3Dデザイナーの仕事を一言で表すならば、“ゲームの世界を立体的に表現すること”だ。
主な業務としては、以下のようなものが挙げられる。
・キャラクターや背景などの3Dモデル制作
・武器やアイテムなどの3D素材制作
・テクスチャやマテリアルの制作
・ゲーム内での見え方を考えた調整
・制作物の修正やクオリティ調整
3Dモデルでは、正面から見たときだけでなく、横や後ろから見た場合にも自然に見える形を作る必要がある。
また、形状だけでなく、素材の質感や色、光の当たり方などによっても印象は大きく変わるため、ゲームの世界観に合わせて細かな調整を行っていく。
その意味で3Dデザイナーは、ゲームの世界を立体的なビジュアルとして形にする存在といえる。
■“立体的な表現でゲームの世界を作る”ポジション

3Dデザイナーが考えるのは、単に立体的なモデルを作ることだけではない。
たとえば、
・キャラクターの個性が立体として伝わるか
・ゲーム内の世界観に合ったデザインになっているか
・さまざまな角度から見ても自然な形になっているか
・実際のゲーム画面で魅力的に見えるか
といった点を意識しながら制作を進める。
さらに、ゲームでは大量の3Dデータを扱うこともあるため、見た目のクオリティだけでなく、ゲーム上で適切に動作することを考えた制作も重要になる。
つまり3Dデザイナーは、単に立体物を作る人ではなく、立体的な表現によってゲームの世界を構築する“3D表現の担い手”といえる。
■どんな人が3Dデザイナーに向いているのか

では、こうした役割を担う3Dデザイナーには、どのような資質が求められるのか。主なポイントを整理する。
① 立体物を観察することが好き
3D制作では、物の形や構造を理解することが重要になる。
普段から身の回りの物をさまざまな角度から見たり、「この形はどう作られているのか」と考えたりすることが好きな人は、この仕事に向いている。
② 空間をイメージできる
3Dモデルは、画面上の平面ではなく立体として制作する。
正面から見た形だけでなく、奥行きや位置関係まで考えながら制作する必要があるため、頭の中で立体をイメージすることが得意な人は強みを生かしやすい。
③ 細部までこだわれる
3Dデザインでは、形状や質感などの細かな違いが完成したときの印象を大きく左右する。
一つひとつのパーツや素材感を確認しながら、細かな部分まで丁寧に仕上げる姿勢が求められる。
④ 試行錯誤を繰り返せる
3Dモデルは、一度作れば完成というわけではない。
ゲーム画面で確認すると形状や質感に修正が必要になることもあるため、実際の見え方を確かめながら調整を重ねていく。
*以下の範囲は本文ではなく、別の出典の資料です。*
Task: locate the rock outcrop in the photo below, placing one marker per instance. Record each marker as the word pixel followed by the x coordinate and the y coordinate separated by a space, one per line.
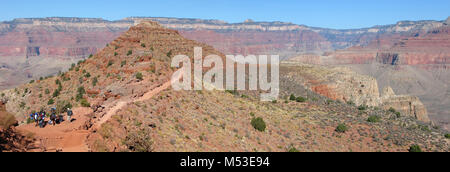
pixel 343 84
より良い表現を探して改善を続けられる人は、この仕事に適している。
⑤ チームでものづくりを進められる
3Dデザイナーは、2Dデザイナーやプランナー、プログラマー、モーションデザイナーなど、多くの職種と連携して制作を進める。
自分の担当範囲だけを見るのではなく、ゲーム全体の完成度を意識して周囲と協力できる姿勢が重要になる。
■まとめ

3Dデザイナーに求められるのは、
・立体をイメージして形にする力
・ゲームの世界観に合わせて表現する力
・細部までこだわりながら品質を高める力
といった“3D表現力”である。
ゲームでは、キャラクターや背景、アイテムなどの立体的な表現が、世界への没入感を支える重要な要素になる。
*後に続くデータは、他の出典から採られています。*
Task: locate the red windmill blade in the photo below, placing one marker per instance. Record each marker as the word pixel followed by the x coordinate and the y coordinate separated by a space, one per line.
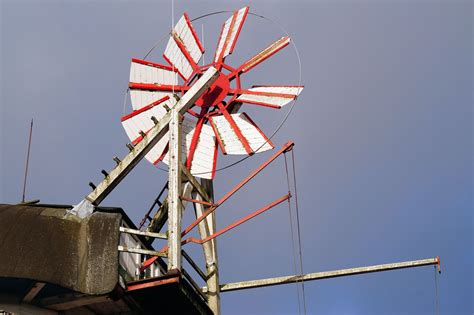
pixel 214 120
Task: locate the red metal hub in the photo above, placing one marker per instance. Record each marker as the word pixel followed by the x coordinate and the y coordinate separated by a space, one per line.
pixel 216 93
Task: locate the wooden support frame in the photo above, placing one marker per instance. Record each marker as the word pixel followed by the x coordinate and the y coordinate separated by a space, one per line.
pixel 326 274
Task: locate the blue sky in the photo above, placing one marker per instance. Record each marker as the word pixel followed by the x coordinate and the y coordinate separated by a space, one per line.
pixel 383 134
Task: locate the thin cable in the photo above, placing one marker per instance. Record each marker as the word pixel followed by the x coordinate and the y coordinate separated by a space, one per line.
pixel 292 234
pixel 203 45
pixel 298 226
pixel 172 26
pixel 436 292
pixel 27 161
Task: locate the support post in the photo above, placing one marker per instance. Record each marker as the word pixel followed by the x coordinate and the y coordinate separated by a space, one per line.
pixel 326 274
pixel 175 190
pixel 206 228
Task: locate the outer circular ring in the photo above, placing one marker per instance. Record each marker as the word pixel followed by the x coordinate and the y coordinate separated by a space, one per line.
pixel 292 105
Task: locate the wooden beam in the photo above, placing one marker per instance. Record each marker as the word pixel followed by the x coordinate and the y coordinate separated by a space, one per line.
pixel 68 301
pixel 116 175
pixel 144 233
pixel 196 184
pixel 121 248
pixel 325 275
pixel 33 291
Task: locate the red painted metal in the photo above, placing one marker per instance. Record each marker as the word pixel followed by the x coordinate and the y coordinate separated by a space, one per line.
pixel 193 31
pixel 214 163
pixel 259 130
pixel 185 51
pixel 220 36
pixel 216 93
pixel 236 129
pixel 162 156
pixel 195 139
pixel 226 41
pixel 238 30
pixel 176 69
pixel 219 140
pixel 261 56
pixel 157 87
pixel 286 147
pixel 197 201
pixel 259 103
pixel 144 108
pixel 150 284
pixel 238 222
pixel 271 94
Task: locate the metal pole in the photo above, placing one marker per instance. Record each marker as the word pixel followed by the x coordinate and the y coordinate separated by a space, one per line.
pixel 27 161
pixel 116 175
pixel 326 274
pixel 206 228
pixel 175 189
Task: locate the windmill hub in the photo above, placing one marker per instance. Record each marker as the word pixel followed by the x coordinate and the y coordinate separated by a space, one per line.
pixel 216 93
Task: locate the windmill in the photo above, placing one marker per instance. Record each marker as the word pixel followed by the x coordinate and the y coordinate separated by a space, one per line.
pixel 182 114
pixel 214 119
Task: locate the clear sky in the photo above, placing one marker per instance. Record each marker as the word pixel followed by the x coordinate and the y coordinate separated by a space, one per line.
pixel 383 134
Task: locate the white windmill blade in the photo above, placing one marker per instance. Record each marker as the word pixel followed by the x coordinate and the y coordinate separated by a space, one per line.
pixel 272 49
pixel 184 49
pixel 230 33
pixel 150 82
pixel 204 160
pixel 229 140
pixel 140 121
pixel 274 96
その中心で3Dモデルを制作し、ゲームの世界をさまざまな角度から見ても成立する立体的な形へ仕上げているのが3Dデザイナーだ。
2Dデザイナーがゲームの世界やキャラクターを平面的なビジュアルとして表現し、3Dデザイナーがそれを立体的な形へ落とし込む役割を担うとすれば、3Dデザイナーは“ゲームの世界を立体的に作り上げる存在”といえるだろう。